Dressed in a gold and crimson spandex leotard and red leather boots this dancer from the Basque country is a superwoman of the clouds or as she likes to call herself "bride of the wind".

Ainhoa Sánchez has become Spain’s one and only professional wingwalker, taking to the air to perform wingwalking for the first time just three years ago.

“Wingwalking is like dancing in the sky,” Sánchez, who as a child trained in classical dance and circus acrobatics, told The Local.

“To be on a pair of wings is like being in love, only ten times stronger,” the 39-year-old explained. “It’s pure freedom.  You’re completely alone and can express your true feelings.”

But how does a nice girl from Bilbao end up doing such a daredevil sport? And one that is virtualy unheard of in Spain.
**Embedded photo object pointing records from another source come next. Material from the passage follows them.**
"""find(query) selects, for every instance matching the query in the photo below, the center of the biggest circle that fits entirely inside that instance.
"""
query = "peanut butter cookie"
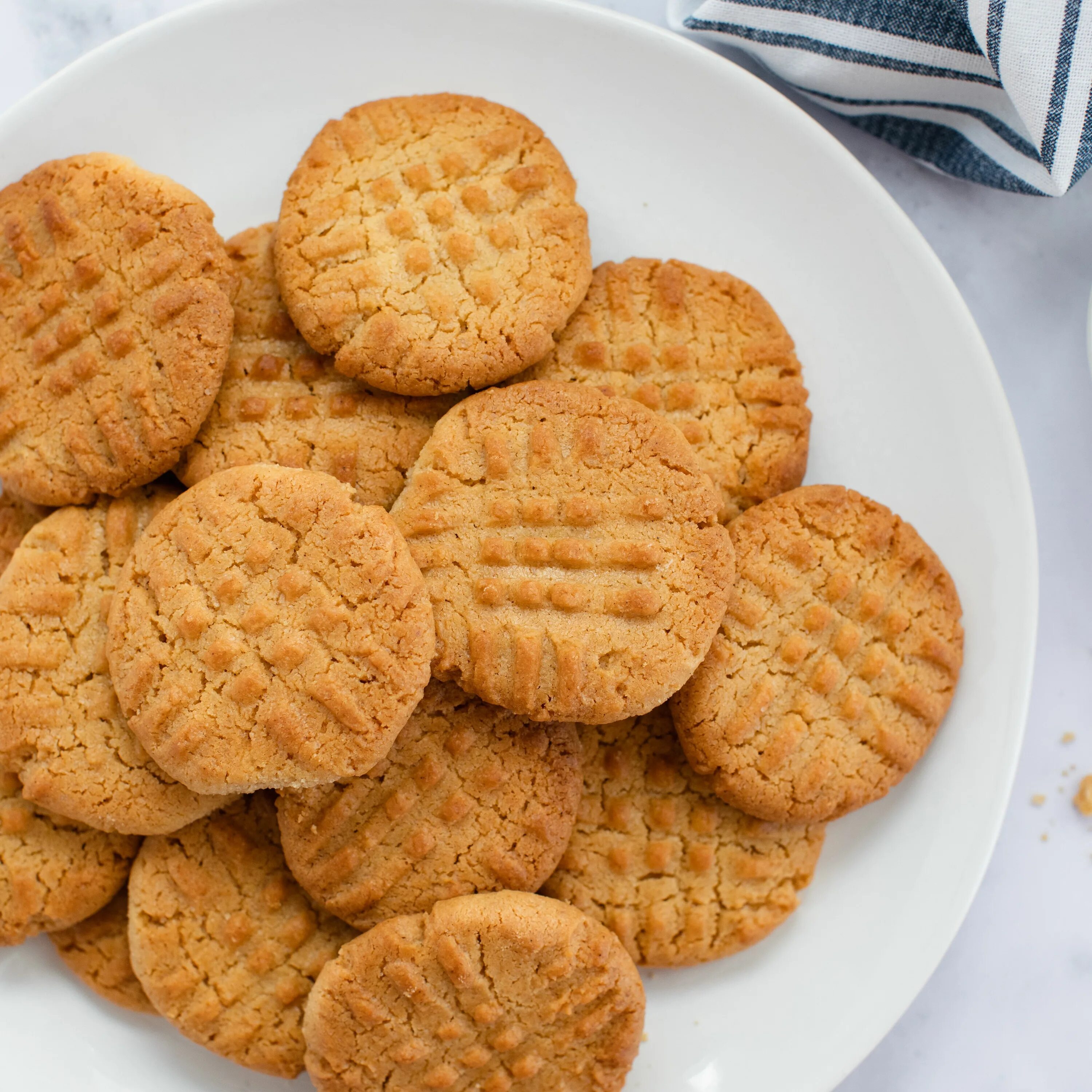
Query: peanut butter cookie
(432, 243)
(280, 403)
(836, 662)
(678, 875)
(115, 325)
(223, 941)
(491, 992)
(60, 725)
(470, 799)
(54, 872)
(269, 632)
(570, 545)
(17, 518)
(708, 352)
(96, 951)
“I first got into it after doing some research for a company calendar themed on barnstorming in 1930s America. I came across some incredible pictures of wingwalking and it was completely new to me. I fell in love in that moment and well... one thing led to another!”
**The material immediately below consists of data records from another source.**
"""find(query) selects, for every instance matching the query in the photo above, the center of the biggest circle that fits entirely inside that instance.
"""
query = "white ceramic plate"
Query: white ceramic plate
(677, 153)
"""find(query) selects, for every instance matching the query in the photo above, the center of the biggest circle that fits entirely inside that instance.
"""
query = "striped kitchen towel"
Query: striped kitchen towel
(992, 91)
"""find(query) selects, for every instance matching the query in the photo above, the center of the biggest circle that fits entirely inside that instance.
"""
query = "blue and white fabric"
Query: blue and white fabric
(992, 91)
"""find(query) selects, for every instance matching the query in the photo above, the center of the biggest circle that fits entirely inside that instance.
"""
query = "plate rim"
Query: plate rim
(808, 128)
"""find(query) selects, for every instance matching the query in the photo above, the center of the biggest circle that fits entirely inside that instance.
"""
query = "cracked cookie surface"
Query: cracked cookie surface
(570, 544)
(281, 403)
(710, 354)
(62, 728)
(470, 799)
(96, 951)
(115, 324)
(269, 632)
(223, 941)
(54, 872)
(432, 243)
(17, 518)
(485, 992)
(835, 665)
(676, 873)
Less than two years later after first training for it, she made her public debut at the Northern Ireland International Airshow.

By day she works for an aviation engineering firm but during summer holidays she indulges her passion, performing at air shows across Europe.

“When you´re wingwalking, the aeroplane is like a stage, and the crowd below are like they are sitting in the theatre seats and you´re playing a role. I´m not just walking or dancing, I´m showing the crowd what I´m feeling in the deepest of my heart.”

She admits that the physical side of the performance is hard. “As a wingwalker you have to battle very strong winds. It´s really hard. The plane travels at around 140mph so you're battling a lot of pressure on the wings and need to build a lot of core strength at the gym.”

Over the last three years she has worked to establish the first wingwalking team in Spanish aviation history and this summer will launch the project as “Wingwalking Spain” at the Motril Airshow, south of Granada with a view to finding sponsorship.

“My friends and family think I’m crazy,” she concedes, “but by now they are getting used to seeing me on top of a wing.”